Mathematics > Optimization and Control
[Submitted on 12 Dec 2018]
Title:Topology optimization with worst-case handling of material uncertainties
View PDFAbstract:In this article a topology optimization method is developed, which is aware of material uncertainties. The uncertainties are handled in a worst-case sense, i.e. the worst possible material distribution over a given uncertainty set is taken into account for each topology. The worst-case approach leads to a minimax problem, which is analyzed throughout the paper. A conservative convex relaxation for the inner maximization problem is suggested, which allows to treat the minimax problem by minimization of an optimal value function. A Tikhonov type and a barrier regularization scheme are developed, which render the resulting minimization problem continuously differentiable.
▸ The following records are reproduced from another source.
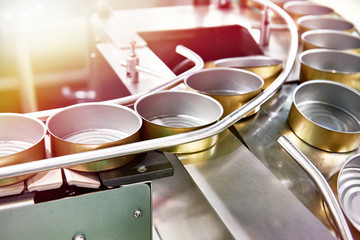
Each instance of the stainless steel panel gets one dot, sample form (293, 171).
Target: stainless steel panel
(249, 199)
(261, 133)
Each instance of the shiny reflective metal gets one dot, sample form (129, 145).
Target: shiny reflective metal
(142, 146)
(335, 65)
(79, 236)
(313, 22)
(326, 115)
(231, 87)
(185, 52)
(172, 112)
(265, 28)
(131, 62)
(328, 195)
(266, 67)
(297, 9)
(21, 140)
(330, 39)
(90, 126)
(348, 188)
(138, 213)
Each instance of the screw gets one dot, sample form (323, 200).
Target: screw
(142, 169)
(138, 213)
(79, 236)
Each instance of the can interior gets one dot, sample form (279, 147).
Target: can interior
(329, 105)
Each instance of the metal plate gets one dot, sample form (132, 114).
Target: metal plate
(349, 190)
(101, 215)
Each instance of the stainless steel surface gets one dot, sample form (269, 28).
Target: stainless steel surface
(174, 140)
(330, 39)
(265, 26)
(109, 210)
(349, 191)
(247, 196)
(325, 189)
(181, 211)
(260, 134)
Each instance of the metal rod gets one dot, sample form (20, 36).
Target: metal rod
(185, 52)
(328, 195)
(158, 143)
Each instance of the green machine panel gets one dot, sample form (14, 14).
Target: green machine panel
(119, 213)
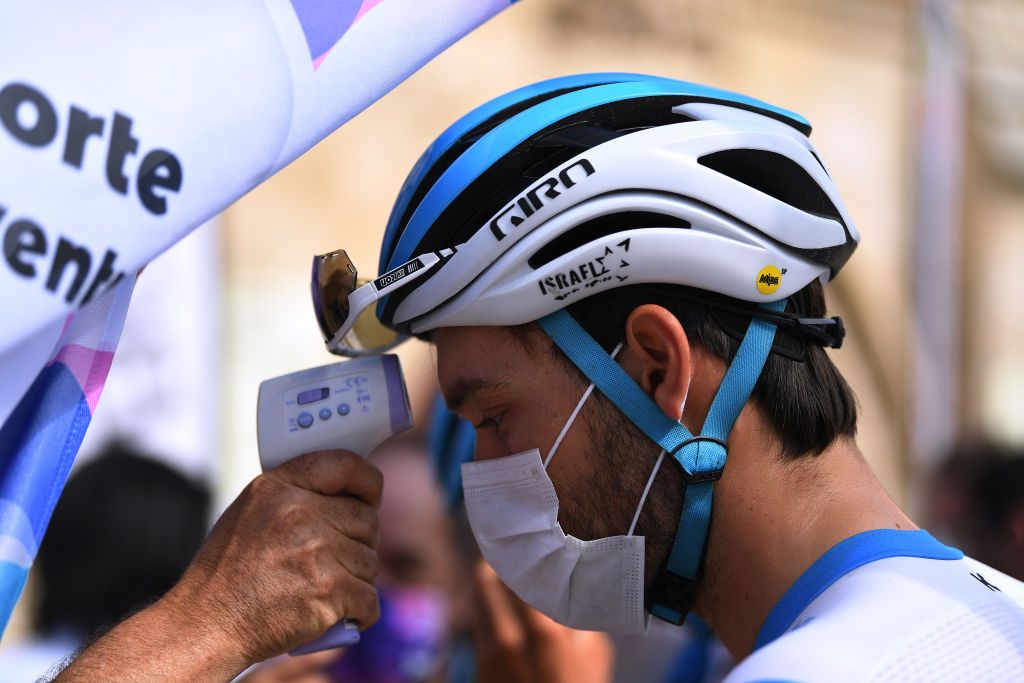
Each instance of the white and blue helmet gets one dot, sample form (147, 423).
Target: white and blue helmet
(579, 184)
(582, 184)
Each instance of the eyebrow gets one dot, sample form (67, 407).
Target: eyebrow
(468, 388)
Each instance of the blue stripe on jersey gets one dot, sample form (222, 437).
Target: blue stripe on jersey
(840, 560)
(503, 138)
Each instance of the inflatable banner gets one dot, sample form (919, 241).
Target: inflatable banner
(123, 126)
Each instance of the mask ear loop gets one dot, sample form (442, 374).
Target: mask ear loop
(653, 473)
(576, 412)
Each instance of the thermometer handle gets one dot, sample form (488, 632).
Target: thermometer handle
(342, 634)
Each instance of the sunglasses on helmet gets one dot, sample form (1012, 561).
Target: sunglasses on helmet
(344, 304)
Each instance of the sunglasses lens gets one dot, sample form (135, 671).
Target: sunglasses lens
(369, 334)
(334, 278)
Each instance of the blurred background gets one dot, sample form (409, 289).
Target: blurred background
(918, 109)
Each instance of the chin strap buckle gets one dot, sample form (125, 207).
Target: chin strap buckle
(700, 475)
(671, 597)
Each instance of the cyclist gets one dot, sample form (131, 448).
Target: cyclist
(667, 244)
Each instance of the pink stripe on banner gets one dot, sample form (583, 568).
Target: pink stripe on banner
(367, 6)
(89, 367)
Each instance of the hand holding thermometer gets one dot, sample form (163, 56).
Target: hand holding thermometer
(354, 404)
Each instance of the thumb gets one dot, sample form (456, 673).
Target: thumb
(332, 473)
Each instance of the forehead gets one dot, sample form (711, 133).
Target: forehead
(477, 355)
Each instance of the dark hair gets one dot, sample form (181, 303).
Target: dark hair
(807, 401)
(123, 532)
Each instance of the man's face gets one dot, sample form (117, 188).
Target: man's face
(518, 392)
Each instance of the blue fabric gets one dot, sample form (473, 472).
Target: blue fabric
(840, 560)
(694, 455)
(708, 456)
(451, 442)
(500, 140)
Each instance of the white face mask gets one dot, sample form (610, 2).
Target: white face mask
(513, 511)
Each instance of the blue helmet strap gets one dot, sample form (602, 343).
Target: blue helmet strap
(701, 457)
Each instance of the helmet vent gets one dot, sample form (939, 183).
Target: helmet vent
(602, 226)
(775, 175)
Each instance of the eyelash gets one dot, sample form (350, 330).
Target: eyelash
(494, 421)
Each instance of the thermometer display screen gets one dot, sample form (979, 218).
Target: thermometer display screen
(312, 395)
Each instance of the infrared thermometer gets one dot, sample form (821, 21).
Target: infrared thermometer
(354, 404)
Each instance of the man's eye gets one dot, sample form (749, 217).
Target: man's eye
(493, 422)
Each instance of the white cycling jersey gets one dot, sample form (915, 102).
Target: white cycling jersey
(889, 605)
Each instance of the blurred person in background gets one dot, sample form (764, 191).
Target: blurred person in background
(417, 574)
(122, 534)
(952, 489)
(993, 519)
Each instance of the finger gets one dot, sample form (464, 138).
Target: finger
(352, 519)
(357, 559)
(334, 472)
(356, 599)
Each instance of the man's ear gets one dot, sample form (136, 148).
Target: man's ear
(657, 356)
The barrier regularization scheme turns out to be more suitable for the practical solution of the problem, as it can be closely linked to a highly efficient interior point approach used for the evaluation of the optimal value function and its gradient. Based on this, the outer minimization problem can be approached by a gradient based optimization solver like the method of moving asymptotes. Examples from additive manufacturing as well as material degradation are examined, demonstrating the practical applicability as well as the efficiency of the suggested method. Finally, the impact of the convex relaxation of the inner problem is investigated. It is observed that for large material deviations, the robust solution may become too conservative. As a remedy, a RAMP-type continuation scheme for the inner problem is suggested and numerically tested.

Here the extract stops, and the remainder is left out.